Géographiquement, l'Île-de-France concentre la majorité des offres, mais les grandes métropoles régionales (Lyon, Toulouse, Bordeaux, Nantes, Lille, Marseille) proposent aussi de belles opportunités. Le télétravail se développe fortement dans ce métier, ce qui élargit les possibilités pour ceux qui ne souhaitent pas s'installer en région parisienne.

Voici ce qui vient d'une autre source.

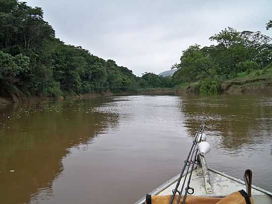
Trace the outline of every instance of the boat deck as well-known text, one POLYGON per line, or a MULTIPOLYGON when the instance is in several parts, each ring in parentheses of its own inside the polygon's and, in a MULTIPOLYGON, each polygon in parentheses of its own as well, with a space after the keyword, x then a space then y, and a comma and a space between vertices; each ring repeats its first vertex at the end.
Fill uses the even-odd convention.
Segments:
MULTIPOLYGON (((193 196, 222 197, 227 196, 232 193, 242 189, 246 191, 245 186, 243 181, 210 168, 208 168, 208 169, 212 190, 211 191, 210 191, 209 192, 208 192, 210 194, 207 193, 202 174, 195 169, 193 171, 190 183, 190 187, 193 188, 194 190, 193 196)), ((149 194, 160 196, 172 195, 172 190, 176 187, 179 177, 179 175, 177 175, 150 192, 149 194)), ((188 177, 189 177, 189 176, 187 176, 187 179, 188 177)), ((181 189, 183 180, 184 176, 181 179, 179 189, 181 189)), ((252 186, 252 195, 254 199, 255 204, 272 204, 272 196, 271 196, 272 195, 270 195, 270 194, 271 194, 271 193, 260 188, 252 186)), ((144 198, 143 199, 143 201, 142 199, 136 204, 144 203, 144 198)))

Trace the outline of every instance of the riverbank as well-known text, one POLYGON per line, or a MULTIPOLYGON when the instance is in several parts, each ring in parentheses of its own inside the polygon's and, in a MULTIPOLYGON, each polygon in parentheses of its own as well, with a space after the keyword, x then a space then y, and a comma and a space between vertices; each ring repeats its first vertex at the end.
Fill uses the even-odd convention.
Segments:
POLYGON ((12 94, 9 96, 0 96, 0 105, 12 103, 26 103, 41 101, 62 101, 65 98, 87 98, 109 96, 120 96, 132 95, 174 95, 175 91, 172 88, 146 88, 138 89, 130 91, 111 92, 110 90, 100 92, 92 92, 85 94, 64 94, 63 96, 51 97, 45 96, 27 96, 22 92, 12 94))
MULTIPOLYGON (((175 89, 175 94, 199 93, 200 82, 181 85, 175 89)), ((224 80, 220 84, 219 94, 252 94, 272 93, 272 76, 250 75, 224 80)))

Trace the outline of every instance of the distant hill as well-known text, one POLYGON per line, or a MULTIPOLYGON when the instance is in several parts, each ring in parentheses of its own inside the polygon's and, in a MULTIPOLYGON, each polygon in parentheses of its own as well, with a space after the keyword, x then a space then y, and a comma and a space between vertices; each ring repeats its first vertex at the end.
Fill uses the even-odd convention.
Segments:
POLYGON ((176 72, 176 71, 177 71, 177 70, 178 69, 171 69, 170 70, 165 71, 164 72, 160 73, 158 75, 159 76, 162 76, 163 77, 172 76, 173 76, 175 72, 176 72))

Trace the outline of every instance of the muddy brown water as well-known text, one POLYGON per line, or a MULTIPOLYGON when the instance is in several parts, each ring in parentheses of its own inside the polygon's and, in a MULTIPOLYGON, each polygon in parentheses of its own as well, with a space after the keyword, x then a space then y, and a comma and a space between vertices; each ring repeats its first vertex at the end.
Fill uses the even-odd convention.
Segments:
POLYGON ((272 97, 135 96, 0 106, 0 203, 134 203, 178 173, 204 115, 208 164, 272 191, 272 97))

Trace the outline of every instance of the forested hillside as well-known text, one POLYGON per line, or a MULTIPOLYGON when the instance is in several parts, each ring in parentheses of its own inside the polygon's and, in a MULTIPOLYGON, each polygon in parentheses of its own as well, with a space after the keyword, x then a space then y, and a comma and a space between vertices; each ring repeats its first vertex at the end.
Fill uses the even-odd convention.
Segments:
MULTIPOLYGON (((272 25, 270 21, 267 29, 272 25)), ((260 32, 239 32, 228 27, 209 39, 216 45, 201 48, 196 44, 183 51, 181 62, 173 66, 179 69, 173 76, 176 86, 215 94, 224 82, 241 84, 242 80, 246 83, 266 79, 266 83, 272 84, 271 37, 260 32)))
POLYGON ((170 86, 154 74, 137 77, 113 60, 66 45, 43 14, 42 8, 26 2, 0 0, 0 96, 57 97, 170 86))

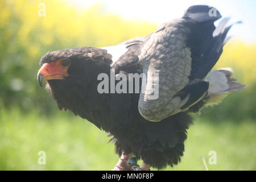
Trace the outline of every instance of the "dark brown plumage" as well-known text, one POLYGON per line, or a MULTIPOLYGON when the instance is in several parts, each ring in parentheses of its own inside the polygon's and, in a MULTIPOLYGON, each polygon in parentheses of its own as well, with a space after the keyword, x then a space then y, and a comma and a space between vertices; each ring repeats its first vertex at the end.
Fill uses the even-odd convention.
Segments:
MULTIPOLYGON (((214 97, 221 96, 225 92, 233 92, 244 88, 244 85, 233 82, 234 79, 230 78, 231 72, 226 70, 215 72, 215 74, 222 74, 221 78, 226 87, 218 92, 209 89, 209 84, 211 89, 215 85, 220 86, 217 82, 210 83, 204 79, 220 57, 226 34, 231 27, 225 28, 225 26, 221 26, 223 31, 219 30, 217 36, 213 36, 215 27, 214 21, 221 16, 218 11, 217 17, 209 17, 208 11, 211 8, 206 6, 192 6, 183 18, 177 22, 179 26, 175 27, 175 23, 174 23, 175 34, 177 34, 172 35, 177 37, 176 41, 179 43, 177 49, 182 45, 184 45, 184 47, 180 52, 176 49, 175 44, 170 44, 170 47, 172 48, 174 46, 175 53, 179 55, 176 57, 181 59, 183 57, 187 57, 183 60, 187 62, 184 62, 183 64, 188 65, 189 61, 192 62, 189 69, 190 76, 187 77, 187 80, 189 80, 189 83, 173 97, 179 97, 181 100, 188 98, 183 105, 178 104, 178 106, 180 106, 179 112, 172 112, 171 113, 172 115, 165 117, 159 122, 150 122, 139 112, 138 102, 141 93, 101 94, 97 89, 101 81, 97 80, 98 76, 104 73, 110 77, 112 68, 117 68, 117 73, 120 72, 126 75, 142 73, 145 68, 139 63, 144 61, 139 59, 141 49, 147 41, 149 41, 151 36, 154 36, 154 34, 144 39, 141 38, 138 41, 130 41, 131 44, 128 46, 127 51, 112 65, 110 52, 97 48, 83 47, 48 52, 42 57, 40 63, 42 68, 38 75, 39 84, 42 85, 42 81, 48 81, 46 88, 56 101, 60 109, 71 110, 98 128, 110 133, 114 138, 112 140, 114 142, 115 151, 119 155, 122 153, 125 155, 133 154, 137 159, 142 159, 146 164, 158 169, 163 168, 167 165, 177 164, 183 155, 187 130, 192 123, 188 112, 199 111, 207 101, 210 102, 212 98, 216 98, 214 97), (187 33, 183 35, 186 36, 185 38, 182 38, 179 34, 179 30, 177 30, 180 25, 183 26, 181 30, 187 30, 187 33), (225 79, 226 82, 225 82, 225 79)), ((164 26, 156 32, 171 28, 164 26)), ((169 31, 166 32, 168 34, 169 31)), ((166 35, 163 33, 166 39, 174 36, 166 35)), ((168 45, 164 41, 162 44, 168 45)), ((164 47, 163 46, 159 47, 162 49, 164 47)), ((162 51, 164 53, 164 50, 162 51)), ((172 49, 170 50, 172 51, 172 49)), ((168 54, 172 53, 172 51, 159 57, 165 57, 168 61, 167 58, 170 55, 168 54)), ((145 55, 154 57, 154 53, 155 52, 146 52, 145 55)), ((171 60, 172 58, 170 57, 171 60)), ((154 58, 151 59, 150 61, 154 62, 152 64, 157 67, 155 63, 157 61, 154 58)), ((158 61, 163 62, 164 60, 158 61)), ((185 68, 182 67, 181 65, 178 64, 178 66, 185 68)), ((170 72, 170 70, 166 71, 170 72)), ((177 75, 180 73, 183 73, 178 72, 177 75)), ((214 77, 210 78, 214 81, 214 77)), ((129 79, 134 78, 127 77, 126 81, 128 82, 130 81, 129 79)), ((109 82, 109 88, 110 82, 109 82)), ((135 83, 135 81, 133 82, 135 83)), ((140 86, 141 82, 142 80, 140 86)), ((117 81, 115 85, 117 84, 117 81)), ((129 84, 127 85, 128 93, 129 84)), ((174 85, 167 86, 171 88, 174 85)), ((134 91, 135 85, 133 86, 134 91)), ((168 99, 168 97, 166 99, 168 99)), ((168 114, 166 116, 170 115, 168 114)))

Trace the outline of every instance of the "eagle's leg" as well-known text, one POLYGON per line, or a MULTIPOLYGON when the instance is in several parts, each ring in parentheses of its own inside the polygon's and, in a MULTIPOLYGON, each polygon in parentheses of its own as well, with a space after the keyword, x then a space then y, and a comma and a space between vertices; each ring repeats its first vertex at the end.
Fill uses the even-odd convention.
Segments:
POLYGON ((143 163, 141 167, 138 166, 133 166, 132 169, 133 171, 150 171, 150 165, 143 163))
POLYGON ((130 171, 131 170, 131 166, 128 164, 127 161, 130 157, 132 155, 131 154, 125 155, 122 154, 121 156, 118 160, 117 164, 112 169, 112 171, 130 171))

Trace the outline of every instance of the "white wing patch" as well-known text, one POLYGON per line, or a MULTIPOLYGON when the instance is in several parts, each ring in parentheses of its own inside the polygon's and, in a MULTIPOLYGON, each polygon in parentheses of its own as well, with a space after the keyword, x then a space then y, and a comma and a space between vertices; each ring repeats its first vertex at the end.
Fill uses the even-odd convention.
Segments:
POLYGON ((126 48, 127 46, 119 44, 117 46, 101 47, 101 49, 107 50, 108 53, 112 55, 113 63, 111 65, 112 65, 123 54, 126 52, 127 51, 126 48))

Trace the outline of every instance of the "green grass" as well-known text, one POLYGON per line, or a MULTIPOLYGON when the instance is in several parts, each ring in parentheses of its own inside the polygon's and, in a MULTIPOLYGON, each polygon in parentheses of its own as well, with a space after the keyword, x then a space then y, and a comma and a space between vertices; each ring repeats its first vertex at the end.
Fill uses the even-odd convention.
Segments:
MULTIPOLYGON (((256 169, 256 122, 197 119, 188 130, 181 163, 167 170, 256 169), (217 164, 208 163, 217 152, 217 164)), ((110 170, 118 160, 106 134, 90 123, 66 112, 46 117, 36 112, 0 111, 0 170, 110 170), (46 164, 39 165, 39 151, 46 164)))

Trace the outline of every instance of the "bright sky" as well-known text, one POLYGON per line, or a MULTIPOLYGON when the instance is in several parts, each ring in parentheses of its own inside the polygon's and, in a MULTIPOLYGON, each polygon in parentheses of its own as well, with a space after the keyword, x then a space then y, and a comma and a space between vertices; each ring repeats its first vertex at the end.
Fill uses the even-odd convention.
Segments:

Évolution professionnelle du data manager : vers les sommets de la stratégie data
Après quelques années d'expérience, plusieurs voies d'évolution s'offrent à toi. Tu peux devenir responsable des systèmes d'information ou directeur de la gestion des données au sein de ton entreprise. Le poste de Chief Data Officer (CDO), responsable de la stratégie globale data au niveau de la direction, représente le sommet de la pyramide – et les salaires qui vont avec (certains CDO dépassent les 120 000 € annuels).

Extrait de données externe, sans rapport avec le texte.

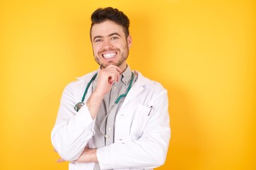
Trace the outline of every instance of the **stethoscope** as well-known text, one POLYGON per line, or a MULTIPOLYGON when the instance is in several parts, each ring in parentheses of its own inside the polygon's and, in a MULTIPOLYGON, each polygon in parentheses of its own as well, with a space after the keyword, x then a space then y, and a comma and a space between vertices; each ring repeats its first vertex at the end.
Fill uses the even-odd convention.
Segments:
MULTIPOLYGON (((84 103, 84 101, 85 101, 85 96, 87 93, 87 91, 88 91, 88 89, 90 87, 90 86, 91 85, 92 82, 95 79, 96 76, 97 76, 97 73, 96 73, 93 76, 92 78, 90 79, 90 81, 89 81, 88 84, 87 85, 86 88, 85 88, 85 92, 83 94, 83 96, 82 96, 82 101, 80 102, 78 102, 74 107, 74 109, 75 111, 78 112, 79 110, 82 107, 82 106, 85 105, 85 103, 84 103)), ((105 115, 101 125, 100 125, 100 133, 101 135, 104 136, 105 137, 107 138, 109 137, 110 136, 107 135, 104 135, 102 132, 102 126, 103 126, 103 124, 105 123, 106 121, 106 119, 107 118, 107 116, 110 115, 110 113, 111 113, 111 111, 114 109, 114 108, 117 106, 117 104, 119 103, 119 101, 120 101, 120 99, 123 97, 126 97, 128 94, 128 92, 129 91, 129 90, 131 89, 132 88, 132 83, 133 83, 133 81, 134 81, 134 74, 133 72, 132 72, 132 79, 129 82, 129 86, 128 86, 128 89, 127 89, 127 91, 124 94, 121 94, 118 98, 117 99, 114 101, 114 103, 113 104, 113 106, 111 107, 111 108, 110 109, 109 111, 107 111, 107 115, 105 115)))

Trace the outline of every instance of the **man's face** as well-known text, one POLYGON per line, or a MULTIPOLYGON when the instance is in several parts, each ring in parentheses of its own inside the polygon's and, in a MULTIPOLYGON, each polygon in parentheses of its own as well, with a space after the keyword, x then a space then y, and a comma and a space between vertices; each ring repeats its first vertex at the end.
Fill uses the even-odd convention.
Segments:
POLYGON ((110 64, 126 68, 132 38, 130 35, 125 38, 121 26, 109 20, 95 24, 91 38, 95 60, 102 68, 110 64))

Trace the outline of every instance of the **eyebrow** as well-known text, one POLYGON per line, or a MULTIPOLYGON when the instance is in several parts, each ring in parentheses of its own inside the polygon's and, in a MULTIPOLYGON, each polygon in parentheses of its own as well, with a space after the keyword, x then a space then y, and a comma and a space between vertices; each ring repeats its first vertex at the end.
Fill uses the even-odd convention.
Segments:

Tu peux aussi te spécialiser dans un domaine particulier : la santé (bio-statisticien, gestionnaire de données cliniques), la finance (data manager risques), le marketing (data manager CRM)... Cette expertise sectorielle est très valorisée et peut ouvrir des portes vers des postes de consultant senior ou d'expert reconnu dans ton domaine.

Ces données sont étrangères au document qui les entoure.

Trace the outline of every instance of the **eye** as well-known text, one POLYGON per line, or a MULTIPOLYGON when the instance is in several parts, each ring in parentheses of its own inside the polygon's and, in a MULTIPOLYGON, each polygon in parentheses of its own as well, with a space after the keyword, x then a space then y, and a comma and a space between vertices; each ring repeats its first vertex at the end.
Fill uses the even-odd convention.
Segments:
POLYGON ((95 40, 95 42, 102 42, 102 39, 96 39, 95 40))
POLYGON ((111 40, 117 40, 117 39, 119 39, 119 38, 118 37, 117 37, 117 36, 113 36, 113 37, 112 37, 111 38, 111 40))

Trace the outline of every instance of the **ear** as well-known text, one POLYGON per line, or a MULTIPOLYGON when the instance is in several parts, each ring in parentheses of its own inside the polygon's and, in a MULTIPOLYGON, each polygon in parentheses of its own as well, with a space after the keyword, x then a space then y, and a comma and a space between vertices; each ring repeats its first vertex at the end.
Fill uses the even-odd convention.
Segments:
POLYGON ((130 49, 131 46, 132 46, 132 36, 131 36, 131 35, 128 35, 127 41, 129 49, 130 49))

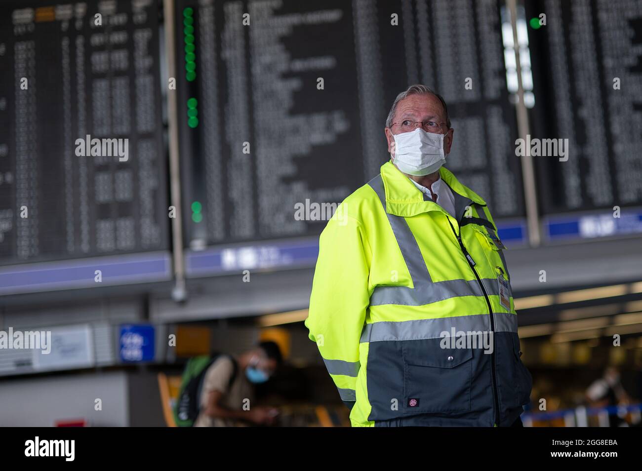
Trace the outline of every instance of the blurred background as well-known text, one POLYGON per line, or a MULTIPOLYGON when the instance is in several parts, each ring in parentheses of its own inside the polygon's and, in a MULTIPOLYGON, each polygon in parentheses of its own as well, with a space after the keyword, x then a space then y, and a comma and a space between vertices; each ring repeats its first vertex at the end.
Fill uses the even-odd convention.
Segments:
POLYGON ((52 338, 0 349, 0 425, 171 426, 187 359, 265 339, 277 425, 349 425, 303 325, 318 237, 415 83, 508 247, 525 424, 639 425, 638 0, 3 1, 0 71, 0 330, 52 338))

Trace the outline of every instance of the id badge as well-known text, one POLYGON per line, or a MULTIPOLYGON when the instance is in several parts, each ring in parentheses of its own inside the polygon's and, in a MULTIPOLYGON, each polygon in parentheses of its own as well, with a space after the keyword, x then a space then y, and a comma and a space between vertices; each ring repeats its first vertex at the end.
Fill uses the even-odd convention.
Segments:
POLYGON ((507 311, 510 311, 510 288, 508 282, 502 273, 497 275, 497 282, 499 285, 499 304, 507 311))

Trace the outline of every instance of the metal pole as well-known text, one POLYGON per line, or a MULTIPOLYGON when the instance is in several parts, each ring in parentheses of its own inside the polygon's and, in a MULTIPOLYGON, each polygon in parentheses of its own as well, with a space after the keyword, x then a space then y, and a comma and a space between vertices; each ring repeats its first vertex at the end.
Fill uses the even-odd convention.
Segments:
MULTIPOLYGON (((174 47, 174 0, 163 0, 165 13, 165 49, 167 51, 167 70, 170 77, 176 78, 176 51, 174 47)), ((176 217, 171 218, 172 251, 174 261, 174 289, 171 296, 175 301, 184 301, 185 254, 183 252, 183 218, 180 201, 180 166, 178 160, 178 126, 176 119, 178 99, 175 90, 168 90, 167 119, 169 144, 169 187, 171 205, 176 208, 176 217)))
MULTIPOLYGON (((517 74, 517 133, 519 137, 526 140, 530 133, 528 112, 524 103, 524 87, 521 78, 521 64, 519 62, 519 43, 517 41, 517 0, 506 0, 506 6, 510 13, 510 24, 513 29, 513 49, 515 51, 515 64, 517 74)), ((539 232, 539 218, 537 214, 537 194, 535 185, 535 171, 532 157, 523 155, 521 157, 522 180, 524 184, 524 201, 526 203, 526 224, 528 228, 528 241, 532 247, 541 243, 539 232)))

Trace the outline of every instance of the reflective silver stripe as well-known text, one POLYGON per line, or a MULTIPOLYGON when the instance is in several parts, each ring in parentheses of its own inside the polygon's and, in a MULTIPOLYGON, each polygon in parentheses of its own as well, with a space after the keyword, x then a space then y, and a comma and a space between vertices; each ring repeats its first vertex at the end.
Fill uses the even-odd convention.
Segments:
MULTIPOLYGON (((413 282, 415 281, 415 278, 413 278, 413 282)), ((499 295, 496 279, 486 279, 484 281, 489 282, 484 285, 489 295, 499 295), (494 287, 492 288, 492 293, 489 289, 490 286, 494 287)), ((370 297, 370 305, 399 304, 421 306, 462 296, 483 296, 483 293, 476 280, 448 280, 429 284, 415 282, 414 289, 408 286, 377 286, 373 290, 370 297)))
MULTIPOLYGON (((386 194, 381 175, 372 178, 368 184, 379 196, 384 211, 386 211, 386 194)), ((461 212, 463 214, 466 206, 472 204, 473 201, 456 192, 453 191, 453 194, 458 196, 458 198, 455 197, 457 212, 461 212)), ((370 296, 370 305, 395 304, 421 306, 451 298, 483 296, 476 280, 447 280, 433 283, 417 239, 410 230, 406 218, 390 214, 387 211, 386 216, 410 273, 414 288, 408 286, 377 286, 370 296)), ((484 278, 482 281, 489 295, 499 295, 499 286, 496 279, 484 278)))
POLYGON ((429 284, 430 283, 430 274, 428 273, 428 269, 426 267, 426 262, 421 255, 421 251, 419 250, 419 246, 417 244, 417 239, 413 236, 410 228, 408 227, 406 218, 390 214, 386 210, 386 194, 381 176, 377 175, 369 182, 368 184, 372 187, 372 189, 377 193, 377 196, 379 196, 379 199, 381 200, 383 210, 386 212, 388 220, 392 227, 392 232, 397 239, 397 243, 401 250, 404 261, 408 266, 408 271, 410 272, 410 277, 412 278, 415 287, 417 287, 418 283, 429 284))
POLYGON ((345 375, 345 376, 352 376, 356 377, 359 373, 359 368, 361 368, 361 363, 358 361, 343 361, 343 360, 327 360, 323 359, 325 363, 325 368, 327 372, 331 375, 345 375))
POLYGON ((356 400, 357 396, 354 390, 346 390, 342 388, 337 388, 339 390, 339 395, 341 396, 342 400, 356 400))
MULTIPOLYGON (((496 313, 495 332, 517 333, 517 316, 496 313)), ((380 342, 395 340, 421 340, 439 338, 442 332, 490 332, 490 318, 487 314, 471 316, 421 319, 399 322, 374 322, 366 324, 360 342, 380 342)))
POLYGON ((495 313, 495 332, 514 332, 517 333, 517 316, 510 313, 495 313))

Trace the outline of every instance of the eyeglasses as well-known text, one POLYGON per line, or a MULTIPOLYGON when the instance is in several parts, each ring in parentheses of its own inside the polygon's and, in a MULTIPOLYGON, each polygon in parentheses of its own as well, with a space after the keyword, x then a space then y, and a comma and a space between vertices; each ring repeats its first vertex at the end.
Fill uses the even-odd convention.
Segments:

Si tu as l'âme d'un entrepreneur, tu peux créer ta propre structure de conseil en data management ou te lancer en freelance pour accompagner les entreprises dans leur transformation data. La demande est forte, et les profils capables de mener des projets de bout en bout sont rares.
Le monde de la data évolue très vite. Les certifications professionnelles (AWS, Azure, Google Cloud, DAMA-CDMP) et la formation continue sont indispensables pour rester à jour et booster ta carrière.
Salaire du data manager en 2026 : la data, ça rapporte
- Data manager débutant :
- 35 000 à 45 000 € brut annuel
- soit 2 300 à 3 000 € net mensuel
- Data manager expérimenté :
- 55 000 à 72 000 € brut annuel
- soit 3 600 à 4 700 € net mensuel
Selon Hellowork, le salaire moyen d'un data manager en France tourne autour de 45 000 à 54 000 € brut annuel, ce qui le place parmi les métiers bien rémunérés du secteur tech. Les profils juniors (0-3 ans d'expérience) démarrent entre 35 000 et 45 000 € brut par an (2 300 à 3 000 € net mensuel), tandis que les seniors (5 ans et plus) peuvent atteindre 70 000 à 90 000 € brut annuel (4 600 à 5 900 € net mensuel).
Plusieurs facteurs influencent la rémunération. La localisation joue un rôle important : à Paris, les salaires sont en moyenne 10 à 15 % plus élevés qu'en région. Le secteur d'activité compte aussi : la banque, l'assurance, la tech et le luxe proposent généralement des packages plus attractifs que l'industrie traditionnelle ou le secteur public. Les compétences spécialisées (cloud, IA, gouvernance data) et les certifications reconnues peuvent également tirer la rémunération vers le haut.
En freelance ou en consulting, les tarifs journaliers moyens oscillent entre 400 et 700 € selon l'expérience et la complexité des missions. Les experts les plus recherchés sur des problématiques pointues (migration cloud, mise en conformité RGPD, architecture Big Data) peuvent facturer jusqu'à 800 € par jour.